そんな考えを彼に伝える。その上ででもね、と続ける。

「勝たなきゃいけない、ていう瞬間は確かに存在すると思う。粘ろうと思っても力が足りなくて何も出来ないって場面だってあるだろう。初見殺しとかもあるしね。だから、強くなるのは絶対に無駄ではないよ。」

 

 脳裏に浮かぶのはイレギュラー(ゲート)から出現してきた爆撃型トリオン兵。もし狙撃の腕がもっと良ければ、モノアイを撃ち抜いて爆撃を許すことなく倒せたのではないか。そんな思いがないわけではないのだ。

 

「すぐにめちゃくちゃ強くなるなんてことはない。君はその段階をとっくに過ぎてるからね。
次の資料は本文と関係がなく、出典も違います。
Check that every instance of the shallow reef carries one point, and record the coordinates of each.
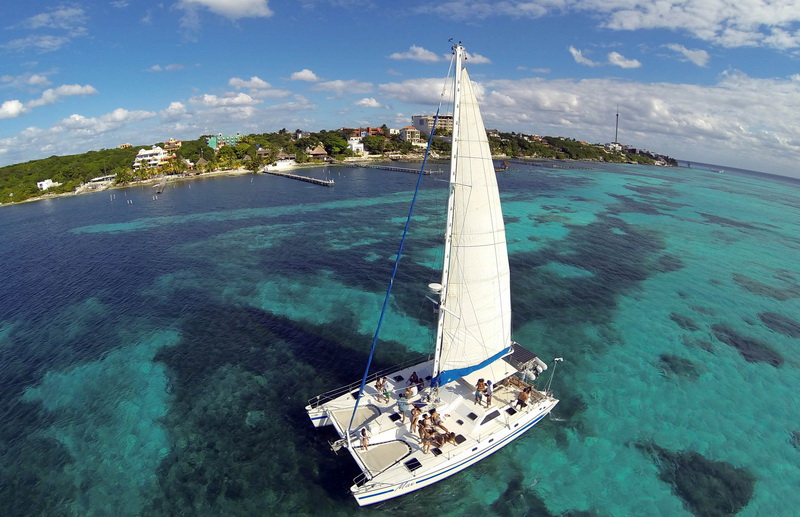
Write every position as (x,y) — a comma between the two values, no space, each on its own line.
(751,349)
(780,323)
(707,487)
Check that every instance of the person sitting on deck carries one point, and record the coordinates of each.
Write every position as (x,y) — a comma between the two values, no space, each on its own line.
(522,398)
(422,426)
(438,440)
(427,439)
(415,412)
(436,420)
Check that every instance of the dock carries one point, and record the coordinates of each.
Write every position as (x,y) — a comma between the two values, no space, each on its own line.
(315,181)
(391,168)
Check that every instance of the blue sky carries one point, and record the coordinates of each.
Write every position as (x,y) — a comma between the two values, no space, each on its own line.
(703,80)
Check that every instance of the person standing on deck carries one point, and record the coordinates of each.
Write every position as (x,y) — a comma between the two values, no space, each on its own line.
(479,389)
(364,438)
(402,406)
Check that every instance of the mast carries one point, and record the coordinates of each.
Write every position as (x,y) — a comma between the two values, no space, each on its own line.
(458,50)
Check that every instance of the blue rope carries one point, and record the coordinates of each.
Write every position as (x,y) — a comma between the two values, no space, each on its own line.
(394,273)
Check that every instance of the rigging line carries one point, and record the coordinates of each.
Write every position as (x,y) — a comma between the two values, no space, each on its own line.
(397,258)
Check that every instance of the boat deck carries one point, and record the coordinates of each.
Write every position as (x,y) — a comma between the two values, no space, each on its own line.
(394,452)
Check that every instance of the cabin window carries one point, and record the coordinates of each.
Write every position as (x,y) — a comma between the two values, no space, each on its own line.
(413,464)
(491,416)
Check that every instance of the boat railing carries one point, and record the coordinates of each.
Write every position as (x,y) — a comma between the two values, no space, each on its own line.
(338,392)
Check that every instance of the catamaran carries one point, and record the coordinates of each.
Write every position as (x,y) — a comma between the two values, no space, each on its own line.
(473,346)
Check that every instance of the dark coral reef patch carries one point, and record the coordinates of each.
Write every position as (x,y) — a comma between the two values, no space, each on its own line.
(780,323)
(753,350)
(707,487)
(684,322)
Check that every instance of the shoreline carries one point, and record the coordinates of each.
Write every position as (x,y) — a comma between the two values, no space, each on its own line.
(83,189)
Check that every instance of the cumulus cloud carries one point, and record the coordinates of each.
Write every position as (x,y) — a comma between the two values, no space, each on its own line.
(52,95)
(15,108)
(25,80)
(45,43)
(232,9)
(617,59)
(213,101)
(577,55)
(12,109)
(698,57)
(369,102)
(340,88)
(167,68)
(304,75)
(69,20)
(254,83)
(477,59)
(174,112)
(64,18)
(416,53)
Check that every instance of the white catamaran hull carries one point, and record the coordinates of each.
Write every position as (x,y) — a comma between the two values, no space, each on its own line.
(371,493)
(403,466)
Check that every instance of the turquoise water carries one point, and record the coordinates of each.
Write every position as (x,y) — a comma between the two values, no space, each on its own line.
(156,353)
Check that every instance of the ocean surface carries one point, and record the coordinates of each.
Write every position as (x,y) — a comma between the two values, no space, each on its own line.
(156,352)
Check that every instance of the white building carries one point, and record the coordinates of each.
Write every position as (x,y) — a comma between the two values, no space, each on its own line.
(424,123)
(355,145)
(150,157)
(46,184)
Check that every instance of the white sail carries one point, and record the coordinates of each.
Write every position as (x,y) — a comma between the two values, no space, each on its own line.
(475,312)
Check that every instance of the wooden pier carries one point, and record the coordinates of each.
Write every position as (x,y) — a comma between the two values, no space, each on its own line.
(390,168)
(315,181)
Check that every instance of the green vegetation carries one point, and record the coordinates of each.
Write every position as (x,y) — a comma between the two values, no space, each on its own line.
(18,182)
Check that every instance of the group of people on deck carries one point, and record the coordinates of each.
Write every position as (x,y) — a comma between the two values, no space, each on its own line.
(427,425)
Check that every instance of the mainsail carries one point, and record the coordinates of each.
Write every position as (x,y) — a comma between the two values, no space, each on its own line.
(474,326)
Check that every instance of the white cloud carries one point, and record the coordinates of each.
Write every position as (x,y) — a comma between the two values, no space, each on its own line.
(304,75)
(15,108)
(167,68)
(45,43)
(25,80)
(471,10)
(254,82)
(617,59)
(698,57)
(213,101)
(12,109)
(232,9)
(369,102)
(416,53)
(174,112)
(70,19)
(577,55)
(340,88)
(52,95)
(477,59)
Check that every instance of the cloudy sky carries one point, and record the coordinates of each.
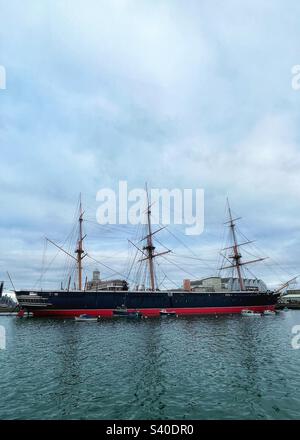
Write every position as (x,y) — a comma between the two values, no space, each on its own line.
(181,94)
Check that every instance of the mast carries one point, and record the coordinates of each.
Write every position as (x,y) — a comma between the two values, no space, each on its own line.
(79,251)
(150,248)
(236,254)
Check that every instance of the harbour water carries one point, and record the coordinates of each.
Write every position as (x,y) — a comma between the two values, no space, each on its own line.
(226,367)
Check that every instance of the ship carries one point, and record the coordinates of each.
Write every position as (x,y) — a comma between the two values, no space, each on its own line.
(102,299)
(7,305)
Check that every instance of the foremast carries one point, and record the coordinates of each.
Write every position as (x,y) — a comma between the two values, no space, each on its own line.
(79,251)
(236,258)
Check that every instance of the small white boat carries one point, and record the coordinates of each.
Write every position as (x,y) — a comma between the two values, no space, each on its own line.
(169,313)
(87,318)
(251,313)
(269,313)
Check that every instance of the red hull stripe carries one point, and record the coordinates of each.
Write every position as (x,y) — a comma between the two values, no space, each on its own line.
(149,312)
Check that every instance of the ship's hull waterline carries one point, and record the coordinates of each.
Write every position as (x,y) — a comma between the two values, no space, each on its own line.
(102,303)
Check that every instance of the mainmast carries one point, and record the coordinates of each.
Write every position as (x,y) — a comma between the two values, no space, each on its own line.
(150,248)
(236,255)
(79,251)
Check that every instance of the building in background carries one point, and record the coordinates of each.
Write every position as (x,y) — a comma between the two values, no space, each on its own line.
(97,284)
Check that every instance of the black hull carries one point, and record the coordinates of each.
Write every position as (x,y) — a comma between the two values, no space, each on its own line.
(103,303)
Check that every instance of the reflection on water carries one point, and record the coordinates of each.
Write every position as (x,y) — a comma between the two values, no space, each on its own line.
(186,368)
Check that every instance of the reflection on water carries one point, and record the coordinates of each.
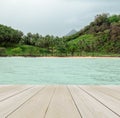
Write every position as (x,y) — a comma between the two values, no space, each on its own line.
(19,70)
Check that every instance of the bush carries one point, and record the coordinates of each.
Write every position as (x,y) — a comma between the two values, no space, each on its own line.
(2,50)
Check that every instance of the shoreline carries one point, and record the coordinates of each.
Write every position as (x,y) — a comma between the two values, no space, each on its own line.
(59,57)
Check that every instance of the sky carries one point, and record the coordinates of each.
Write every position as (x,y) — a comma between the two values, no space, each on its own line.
(54,17)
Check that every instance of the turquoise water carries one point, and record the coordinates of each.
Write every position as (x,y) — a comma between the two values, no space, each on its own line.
(20,70)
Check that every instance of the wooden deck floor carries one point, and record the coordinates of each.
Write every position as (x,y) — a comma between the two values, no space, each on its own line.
(27,101)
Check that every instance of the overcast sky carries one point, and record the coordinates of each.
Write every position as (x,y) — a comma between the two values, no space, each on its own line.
(54,17)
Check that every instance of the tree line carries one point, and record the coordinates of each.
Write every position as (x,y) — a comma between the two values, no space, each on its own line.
(101,35)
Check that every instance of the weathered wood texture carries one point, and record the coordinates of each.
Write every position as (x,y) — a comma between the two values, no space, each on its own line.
(27,101)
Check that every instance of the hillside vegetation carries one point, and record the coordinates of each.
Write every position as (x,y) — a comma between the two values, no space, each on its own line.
(100,38)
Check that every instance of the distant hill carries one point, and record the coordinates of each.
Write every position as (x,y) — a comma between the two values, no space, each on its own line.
(100,38)
(71,32)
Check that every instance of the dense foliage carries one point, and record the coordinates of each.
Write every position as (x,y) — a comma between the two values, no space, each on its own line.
(100,37)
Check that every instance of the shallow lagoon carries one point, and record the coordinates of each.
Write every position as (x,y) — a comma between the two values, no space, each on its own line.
(84,71)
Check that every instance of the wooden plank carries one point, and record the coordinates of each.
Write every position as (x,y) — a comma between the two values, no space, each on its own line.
(62,105)
(109,90)
(88,106)
(7,92)
(36,107)
(9,105)
(108,101)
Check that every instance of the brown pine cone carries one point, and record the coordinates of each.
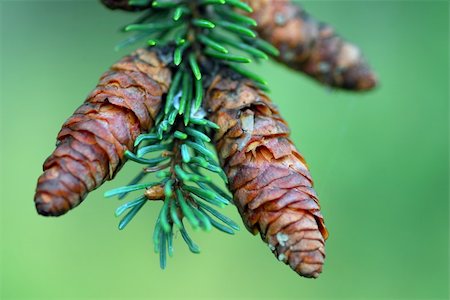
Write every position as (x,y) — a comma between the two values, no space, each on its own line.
(268,177)
(91,144)
(310,46)
(123,5)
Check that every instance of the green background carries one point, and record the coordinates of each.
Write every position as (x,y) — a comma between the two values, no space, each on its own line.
(379,160)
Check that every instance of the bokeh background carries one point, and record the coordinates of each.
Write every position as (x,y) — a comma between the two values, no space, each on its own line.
(379,159)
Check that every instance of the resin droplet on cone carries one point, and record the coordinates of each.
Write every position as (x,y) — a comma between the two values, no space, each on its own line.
(268,177)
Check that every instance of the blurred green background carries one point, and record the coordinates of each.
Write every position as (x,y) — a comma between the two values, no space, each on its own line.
(380,163)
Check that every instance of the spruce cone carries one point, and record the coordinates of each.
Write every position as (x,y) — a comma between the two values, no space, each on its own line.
(123,5)
(91,144)
(268,177)
(310,46)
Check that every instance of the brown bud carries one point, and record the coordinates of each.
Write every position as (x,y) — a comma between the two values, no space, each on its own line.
(92,142)
(268,177)
(310,46)
(155,192)
(123,5)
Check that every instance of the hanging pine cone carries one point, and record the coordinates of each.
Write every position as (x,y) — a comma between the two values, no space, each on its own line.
(91,144)
(311,46)
(124,5)
(268,177)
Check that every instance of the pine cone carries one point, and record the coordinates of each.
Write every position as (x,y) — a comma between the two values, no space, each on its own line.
(268,177)
(310,46)
(91,144)
(123,5)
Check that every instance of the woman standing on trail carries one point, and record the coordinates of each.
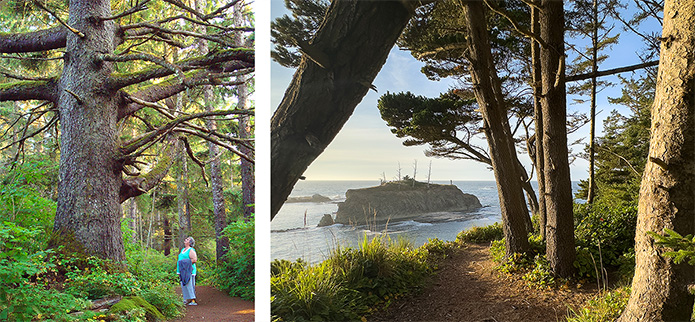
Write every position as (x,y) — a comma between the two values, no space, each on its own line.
(185,267)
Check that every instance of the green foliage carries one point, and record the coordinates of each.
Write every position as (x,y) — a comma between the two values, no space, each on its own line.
(164,299)
(236,273)
(604,235)
(21,195)
(96,281)
(136,308)
(682,247)
(479,235)
(351,282)
(286,31)
(21,261)
(606,307)
(439,122)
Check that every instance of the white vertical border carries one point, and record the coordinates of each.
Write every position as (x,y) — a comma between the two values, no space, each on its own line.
(262,296)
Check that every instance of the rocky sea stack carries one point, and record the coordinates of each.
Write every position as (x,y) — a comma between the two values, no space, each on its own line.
(401,200)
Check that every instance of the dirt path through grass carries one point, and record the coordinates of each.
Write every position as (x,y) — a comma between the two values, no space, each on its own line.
(214,305)
(467,288)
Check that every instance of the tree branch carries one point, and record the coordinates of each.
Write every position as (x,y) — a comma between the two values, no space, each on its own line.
(139,142)
(73,30)
(34,41)
(28,90)
(135,186)
(215,141)
(579,77)
(227,60)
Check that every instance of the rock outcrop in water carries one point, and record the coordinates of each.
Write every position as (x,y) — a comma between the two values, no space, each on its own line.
(314,198)
(401,200)
(326,220)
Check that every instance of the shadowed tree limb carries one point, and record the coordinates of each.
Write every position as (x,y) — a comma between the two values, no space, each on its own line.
(28,90)
(135,186)
(34,41)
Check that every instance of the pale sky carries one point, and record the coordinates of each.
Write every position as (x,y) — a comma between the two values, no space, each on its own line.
(365,148)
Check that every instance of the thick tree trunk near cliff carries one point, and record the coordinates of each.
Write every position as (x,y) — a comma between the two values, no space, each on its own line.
(88,190)
(336,72)
(538,160)
(558,188)
(488,93)
(667,194)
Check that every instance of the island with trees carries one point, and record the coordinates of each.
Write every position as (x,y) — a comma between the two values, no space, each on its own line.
(519,64)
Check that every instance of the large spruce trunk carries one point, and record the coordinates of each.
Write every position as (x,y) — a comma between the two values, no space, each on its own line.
(488,93)
(558,187)
(336,72)
(90,178)
(667,193)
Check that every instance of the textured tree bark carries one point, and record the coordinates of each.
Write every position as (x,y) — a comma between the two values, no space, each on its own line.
(88,195)
(248,179)
(488,93)
(667,193)
(537,111)
(216,182)
(558,188)
(336,72)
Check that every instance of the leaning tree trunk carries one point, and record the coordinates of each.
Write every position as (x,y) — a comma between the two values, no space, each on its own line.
(538,160)
(667,194)
(89,177)
(216,183)
(488,93)
(337,70)
(248,179)
(558,187)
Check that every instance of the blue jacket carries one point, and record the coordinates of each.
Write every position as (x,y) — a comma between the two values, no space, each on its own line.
(185,270)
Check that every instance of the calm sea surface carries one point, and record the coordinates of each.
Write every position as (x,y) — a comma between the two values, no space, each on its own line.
(295,235)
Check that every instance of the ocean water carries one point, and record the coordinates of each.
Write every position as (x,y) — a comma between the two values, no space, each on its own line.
(294,233)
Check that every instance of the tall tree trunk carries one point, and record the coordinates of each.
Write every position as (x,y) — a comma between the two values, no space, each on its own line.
(88,191)
(539,161)
(248,180)
(133,216)
(592,130)
(168,236)
(488,93)
(337,70)
(216,182)
(558,187)
(667,194)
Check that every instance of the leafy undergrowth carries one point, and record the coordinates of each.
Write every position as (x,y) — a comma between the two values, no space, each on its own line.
(52,285)
(351,283)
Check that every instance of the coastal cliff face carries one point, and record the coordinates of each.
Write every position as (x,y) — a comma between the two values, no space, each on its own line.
(394,201)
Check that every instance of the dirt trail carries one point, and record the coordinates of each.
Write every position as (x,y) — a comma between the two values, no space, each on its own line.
(467,288)
(214,305)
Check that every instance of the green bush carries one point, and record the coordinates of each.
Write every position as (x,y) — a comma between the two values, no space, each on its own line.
(95,281)
(478,235)
(604,308)
(236,273)
(604,233)
(133,307)
(164,299)
(351,282)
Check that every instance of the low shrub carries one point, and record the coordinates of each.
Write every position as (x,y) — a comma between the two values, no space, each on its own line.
(351,283)
(604,234)
(604,308)
(478,235)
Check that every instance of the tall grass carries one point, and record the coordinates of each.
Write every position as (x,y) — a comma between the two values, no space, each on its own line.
(350,283)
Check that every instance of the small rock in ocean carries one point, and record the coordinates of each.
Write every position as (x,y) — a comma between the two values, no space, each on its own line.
(326,220)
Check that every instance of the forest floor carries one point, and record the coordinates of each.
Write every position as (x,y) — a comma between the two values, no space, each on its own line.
(215,305)
(468,288)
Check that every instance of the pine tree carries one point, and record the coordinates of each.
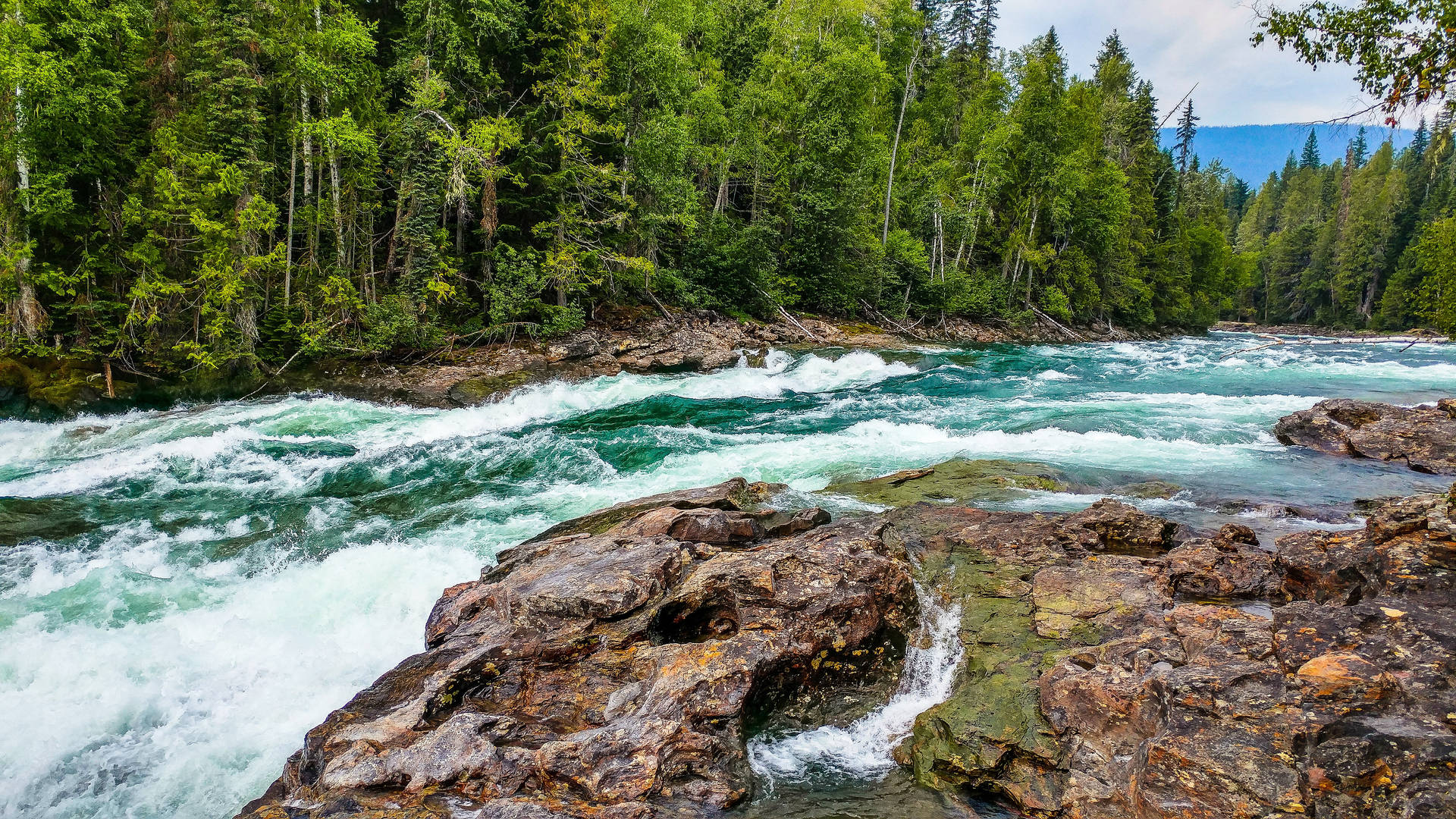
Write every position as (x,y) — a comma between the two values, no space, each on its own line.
(1187,130)
(1359,149)
(962,25)
(1310,156)
(1420,142)
(983,34)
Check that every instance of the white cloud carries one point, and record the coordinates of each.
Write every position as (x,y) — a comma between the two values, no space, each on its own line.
(1177,44)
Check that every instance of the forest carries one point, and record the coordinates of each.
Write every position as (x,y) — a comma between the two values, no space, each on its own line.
(202,184)
(1367,241)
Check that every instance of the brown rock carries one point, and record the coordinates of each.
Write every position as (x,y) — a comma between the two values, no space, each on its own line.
(601,673)
(1423,438)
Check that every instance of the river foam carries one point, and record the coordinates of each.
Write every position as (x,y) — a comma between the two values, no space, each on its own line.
(184,594)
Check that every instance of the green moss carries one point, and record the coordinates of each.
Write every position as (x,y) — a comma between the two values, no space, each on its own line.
(476,391)
(959,480)
(993,713)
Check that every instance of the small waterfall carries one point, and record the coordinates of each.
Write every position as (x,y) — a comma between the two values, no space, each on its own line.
(862,748)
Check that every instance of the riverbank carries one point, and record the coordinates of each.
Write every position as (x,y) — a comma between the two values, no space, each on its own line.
(1312,330)
(637,343)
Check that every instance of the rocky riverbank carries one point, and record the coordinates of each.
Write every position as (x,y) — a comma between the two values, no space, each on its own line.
(1315,330)
(1421,438)
(612,667)
(689,341)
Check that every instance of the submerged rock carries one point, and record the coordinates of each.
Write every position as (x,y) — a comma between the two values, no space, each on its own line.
(1424,438)
(609,670)
(959,480)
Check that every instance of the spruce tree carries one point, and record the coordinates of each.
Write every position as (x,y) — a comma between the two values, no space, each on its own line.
(1187,130)
(1359,149)
(1310,156)
(983,34)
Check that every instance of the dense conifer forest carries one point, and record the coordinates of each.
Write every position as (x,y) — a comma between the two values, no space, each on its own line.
(200,184)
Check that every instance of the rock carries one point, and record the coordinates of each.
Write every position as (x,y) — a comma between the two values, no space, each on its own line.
(609,670)
(736,494)
(1424,438)
(1283,510)
(1125,529)
(1090,691)
(1149,490)
(956,480)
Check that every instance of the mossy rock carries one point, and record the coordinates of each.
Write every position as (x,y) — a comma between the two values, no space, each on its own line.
(476,391)
(959,480)
(55,385)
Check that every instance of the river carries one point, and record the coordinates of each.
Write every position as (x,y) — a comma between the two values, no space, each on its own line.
(184,594)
でも君自身も、三輪隊も、ボーダーもまだまだ強くなる余地はある。どんな勝ち方を狙うかも含めて色々考えてみなよ、隊長さん。」

 はい、と静かに頷く彼は悩んではいるものの、その表情に苛立ちはなくなっていた。




 三輪君とのコミュニケーション。東隊にいた頃の狂犬のような姿も知っているので、独立して友達と隊を組んでいる今を全力で応援したくなる年上組は絶対多いと思う。

 遊真VS三輪隊の裏側。嵐山や柿崎がさっさと正隊員になっていく横で伸び悩んでいた時、迅からのアドバイスで開発中のトリガーテスターなどをやってた時期がある。周囲がどんどん強くなって隊を組んでいく中、アレコレ手を出して教え方や教わり方、師弟関係の重要さなどを学んだので後輩達の育成環境を整えようと必死である。迅からすればシノがいるとボーダー全体の育成能力に若干バフがかかる感じなので、そりゃそういう方向に誘導するよね。荒船メゾットの完成に期待してるし、協力も惜しまない姿勢。荒船がガンナーへの転向したら基礎技能を教えることを約束しているとか、してないとか。

榊さん
 エンジニアのおっちゃん。元々はオペレーターとしてボーダーに入ったがトリガー改造などに興味が湧いてきたので開発室に移ったという設定がある。オリキャラが佐崎、榊、東雲と無意識にサ行ばかりであるため筆者はサ行が好きなのかも知れない。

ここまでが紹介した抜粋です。